Тихон Сысоев
Зачем православным святые отцы? Неужели Библии им мало?

Достаточно ли одной Библии?

Вопрос о соотношении Священного Писания и Предания – камень преткновения в многовековых спорах православных христиан с протестантами. Последние уже в XVI веке провозгласили знаменитый тезис: Sola scriptura (лат. только Писание), утверждая, что для полноценной христианской жизни достаточно одного текста Библии. В нем, говорят они, содержится ровно столько, сколько нужно для спасения человека, а Предание – это какое-то позднее, выдуманное и совершенно лишнее нагромождение, от которого необходимо избавиться.

Православные же богословы с таким подходом категорически не согласны.

Церковь учит, что Священное Предание – это древнейшая форма передачи Божественного Откровения.

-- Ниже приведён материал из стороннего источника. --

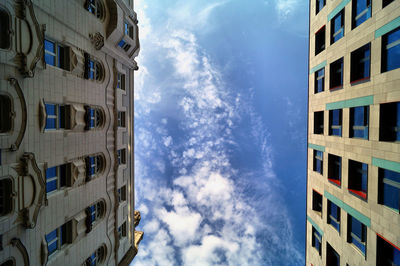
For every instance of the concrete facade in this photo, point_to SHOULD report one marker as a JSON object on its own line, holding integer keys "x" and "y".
{"x": 378, "y": 88}
{"x": 88, "y": 201}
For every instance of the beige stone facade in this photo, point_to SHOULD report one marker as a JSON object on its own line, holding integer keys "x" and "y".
{"x": 66, "y": 132}
{"x": 375, "y": 88}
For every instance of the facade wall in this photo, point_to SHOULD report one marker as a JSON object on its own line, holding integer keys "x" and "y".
{"x": 29, "y": 149}
{"x": 380, "y": 87}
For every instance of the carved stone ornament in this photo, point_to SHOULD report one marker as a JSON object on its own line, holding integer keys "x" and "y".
{"x": 97, "y": 40}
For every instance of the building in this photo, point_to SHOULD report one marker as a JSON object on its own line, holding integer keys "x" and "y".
{"x": 353, "y": 188}
{"x": 66, "y": 132}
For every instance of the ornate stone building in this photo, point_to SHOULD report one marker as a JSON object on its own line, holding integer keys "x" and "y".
{"x": 66, "y": 132}
{"x": 353, "y": 198}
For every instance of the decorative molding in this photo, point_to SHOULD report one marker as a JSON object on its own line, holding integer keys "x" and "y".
{"x": 24, "y": 118}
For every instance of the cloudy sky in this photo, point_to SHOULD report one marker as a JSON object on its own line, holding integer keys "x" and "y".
{"x": 220, "y": 132}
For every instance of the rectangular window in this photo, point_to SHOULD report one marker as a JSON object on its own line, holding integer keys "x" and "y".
{"x": 387, "y": 253}
{"x": 335, "y": 122}
{"x": 316, "y": 240}
{"x": 56, "y": 177}
{"x": 360, "y": 64}
{"x": 319, "y": 122}
{"x": 317, "y": 202}
{"x": 361, "y": 11}
{"x": 336, "y": 74}
{"x": 320, "y": 40}
{"x": 389, "y": 122}
{"x": 319, "y": 83}
{"x": 359, "y": 119}
{"x": 389, "y": 189}
{"x": 358, "y": 179}
{"x": 357, "y": 233}
{"x": 391, "y": 50}
{"x": 121, "y": 119}
{"x": 318, "y": 161}
{"x": 337, "y": 27}
{"x": 334, "y": 215}
{"x": 319, "y": 5}
{"x": 332, "y": 257}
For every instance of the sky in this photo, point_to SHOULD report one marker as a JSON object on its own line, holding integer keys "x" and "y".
{"x": 220, "y": 132}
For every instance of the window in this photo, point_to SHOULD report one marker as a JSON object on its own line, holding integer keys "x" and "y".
{"x": 121, "y": 119}
{"x": 337, "y": 27}
{"x": 320, "y": 40}
{"x": 389, "y": 122}
{"x": 95, "y": 7}
{"x": 5, "y": 114}
{"x": 357, "y": 233}
{"x": 56, "y": 54}
{"x": 335, "y": 122}
{"x": 94, "y": 165}
{"x": 319, "y": 122}
{"x": 5, "y": 196}
{"x": 360, "y": 63}
{"x": 57, "y": 238}
{"x": 336, "y": 72}
{"x": 387, "y": 254}
{"x": 334, "y": 169}
{"x": 361, "y": 11}
{"x": 389, "y": 189}
{"x": 391, "y": 50}
{"x": 122, "y": 194}
{"x": 316, "y": 240}
{"x": 319, "y": 81}
{"x": 358, "y": 179}
{"x": 56, "y": 177}
{"x": 121, "y": 156}
{"x": 334, "y": 215}
{"x": 122, "y": 231}
{"x": 386, "y": 2}
{"x": 359, "y": 119}
{"x": 4, "y": 29}
{"x": 317, "y": 202}
{"x": 332, "y": 257}
{"x": 120, "y": 81}
{"x": 318, "y": 161}
{"x": 57, "y": 116}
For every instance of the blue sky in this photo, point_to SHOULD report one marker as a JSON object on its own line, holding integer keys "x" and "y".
{"x": 220, "y": 132}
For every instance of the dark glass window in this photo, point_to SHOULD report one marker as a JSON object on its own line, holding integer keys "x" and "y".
{"x": 357, "y": 233}
{"x": 335, "y": 122}
{"x": 389, "y": 189}
{"x": 387, "y": 254}
{"x": 334, "y": 215}
{"x": 361, "y": 11}
{"x": 361, "y": 63}
{"x": 389, "y": 122}
{"x": 332, "y": 257}
{"x": 359, "y": 120}
{"x": 319, "y": 122}
{"x": 336, "y": 74}
{"x": 391, "y": 50}
{"x": 317, "y": 240}
{"x": 358, "y": 178}
{"x": 318, "y": 161}
{"x": 334, "y": 169}
{"x": 337, "y": 27}
{"x": 320, "y": 40}
{"x": 319, "y": 80}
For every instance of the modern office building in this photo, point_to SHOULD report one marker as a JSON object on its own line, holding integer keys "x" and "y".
{"x": 353, "y": 188}
{"x": 66, "y": 132}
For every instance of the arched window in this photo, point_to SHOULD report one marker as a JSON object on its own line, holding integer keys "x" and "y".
{"x": 95, "y": 7}
{"x": 5, "y": 114}
{"x": 4, "y": 29}
{"x": 5, "y": 196}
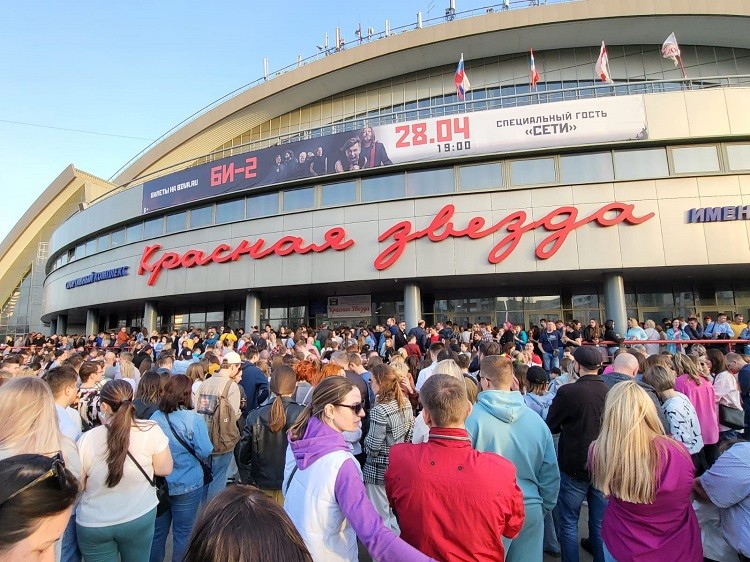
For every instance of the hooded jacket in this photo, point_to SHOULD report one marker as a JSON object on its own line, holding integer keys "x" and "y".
{"x": 325, "y": 499}
{"x": 502, "y": 423}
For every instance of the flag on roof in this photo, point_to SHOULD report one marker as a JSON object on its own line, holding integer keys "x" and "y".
{"x": 461, "y": 79}
{"x": 534, "y": 72}
{"x": 602, "y": 65}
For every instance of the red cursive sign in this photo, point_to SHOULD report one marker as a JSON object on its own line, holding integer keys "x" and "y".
{"x": 335, "y": 239}
{"x": 560, "y": 222}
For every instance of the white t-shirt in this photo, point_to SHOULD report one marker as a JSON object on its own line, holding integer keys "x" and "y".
{"x": 133, "y": 496}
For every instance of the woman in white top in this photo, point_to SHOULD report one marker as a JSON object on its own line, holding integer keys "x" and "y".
{"x": 118, "y": 506}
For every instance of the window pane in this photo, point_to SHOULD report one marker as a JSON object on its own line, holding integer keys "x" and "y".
{"x": 263, "y": 205}
{"x": 134, "y": 232}
{"x": 429, "y": 182}
{"x": 383, "y": 188}
{"x": 695, "y": 159}
{"x": 339, "y": 193}
{"x": 739, "y": 156}
{"x": 527, "y": 172}
{"x": 118, "y": 237}
{"x": 176, "y": 222}
{"x": 483, "y": 176}
{"x": 299, "y": 199}
{"x": 586, "y": 168}
{"x": 640, "y": 164}
{"x": 201, "y": 216}
{"x": 230, "y": 211}
{"x": 153, "y": 228}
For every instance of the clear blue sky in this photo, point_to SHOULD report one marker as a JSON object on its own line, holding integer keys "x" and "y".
{"x": 135, "y": 69}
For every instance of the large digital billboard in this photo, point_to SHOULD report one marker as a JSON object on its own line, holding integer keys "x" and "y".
{"x": 566, "y": 123}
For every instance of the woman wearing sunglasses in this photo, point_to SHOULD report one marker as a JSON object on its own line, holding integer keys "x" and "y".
{"x": 324, "y": 493}
{"x": 118, "y": 506}
{"x": 36, "y": 498}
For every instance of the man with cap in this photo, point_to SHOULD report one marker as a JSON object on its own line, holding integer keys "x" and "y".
{"x": 206, "y": 402}
{"x": 502, "y": 423}
{"x": 576, "y": 414}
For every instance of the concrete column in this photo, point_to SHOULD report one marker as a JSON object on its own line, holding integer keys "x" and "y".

Так, из той же книги Бытия мы узнаем, что Бог непосредственно общался с Адамом, Авраамом, Исааком, Иаковом, Моисеем. Мы видим, что Авель знает, как приносить жертву Богу от первородных стада своего и от тука их (Быт.4:4). Ной знает какие животные «чистые», а какие «нечистые» (Быт.7:8). Авраам знает, что такое десятина, когда дает ее Мелхиседеку, царю Салима (Быт.14:20). И, заметим, никто из них не читал Писание, которое тогда, очевидно, еще и записано не было.

На протяжении многих веков ветхозаветные праведники жили без сакрального текста Писания, так же как, впрочем, и ранние христиане долго обходились без текста Нового Завета, сообразуя свою духовную и повседневную жизнь с устным Преданием Церкви.

Таким образом, можно сказать, что Писание – это записанная часть Предания, и именно поэтому они не существуют друг без друга.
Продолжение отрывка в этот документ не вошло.